You are probably stumbled across a sales page. In the online marketing world, sales pages are used to convert leads into customers. In other words: listeners into fans that buy from you. For example, you land on a page where you can buy an ebook or subscribe to a monthly membership.
It’s a simple and hassle-free way to sell one product and drill down on its benefits. Nothing sleazy or sales-y here. Only a simple way for people to give you money for something valuable.
People love simple.
And the good news is: this works for musicians, too.
In 2019, people are used to sales pages. The good and the bad ones. And because they’re used to them, they don’t feel weird if you use them as well. So instead of linking people to your Bandcamp profile or homepage of your website, send them to a sales page. Be it in your mailing list, in your social media posts, in your Youtube videos, with paid ads, and wherever you want.
You can create a sales page for every product or service you offer. Starting from core products for new customers to advanced stuff for existing customers, there are plenty of opportunities.
But keep in mind: one sales page for one offer. Of course, you can add options to your offer, such as a monthly membership for $5, $15, or $30 with different perks. But keep it simple stupid and don’t overwhelm your potential customers.

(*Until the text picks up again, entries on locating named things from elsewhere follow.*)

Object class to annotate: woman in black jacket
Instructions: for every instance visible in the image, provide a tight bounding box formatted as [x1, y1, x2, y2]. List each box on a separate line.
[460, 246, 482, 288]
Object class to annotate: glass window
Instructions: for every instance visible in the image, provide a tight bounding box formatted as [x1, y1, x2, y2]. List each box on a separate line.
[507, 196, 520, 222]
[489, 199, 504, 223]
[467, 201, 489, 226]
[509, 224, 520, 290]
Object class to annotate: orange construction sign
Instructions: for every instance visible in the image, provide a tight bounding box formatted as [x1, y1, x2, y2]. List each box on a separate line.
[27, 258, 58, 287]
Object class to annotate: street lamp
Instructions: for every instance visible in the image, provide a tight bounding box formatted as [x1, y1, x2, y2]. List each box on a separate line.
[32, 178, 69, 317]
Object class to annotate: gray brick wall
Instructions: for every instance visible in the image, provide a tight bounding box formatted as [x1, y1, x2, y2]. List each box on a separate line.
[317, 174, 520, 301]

To make it a win-win sales page scenario, I have outlined six ideas to implement in your sales page copy. When you follow them, you increase your chances to sell drastically.
- Make them curious. For example, aim for a nostalgic element to attract their attention.
- Tell them more about the benefits than the features. For example, buying a t-shirt will make them part of your fan family. If it’s 100% or 99% cotton is of secondary interest.
- Establish a connection. You are a creative artist, this is where you thrive. To quote Blair Warren, “People will do anything to those who encourage their dreams, justify their failures, allay their fears, confirm their suspicions, and help them throw rocks at their enemies.”
- Guide them to what to do next. For example, have a clear message in text and visual, and think about adding a video to your site because we humans process visual information so much faster.
- Stay congruent and avoid inconsistency. For example, everything has to look, sound and read the same so people don’t get distracted – or even leave your page.
- Keep your principles in mind. For example, be authentic and make sure to follow your core beliefs when writing, creating, and selling. If you feel weird, people will probably sense it. Find a solution that works best for you.
Here you have it. A clear strategy to create your next (or first) sales page for one of your products – be it a CD, a t-shirt, a membership, a private video chat, or else.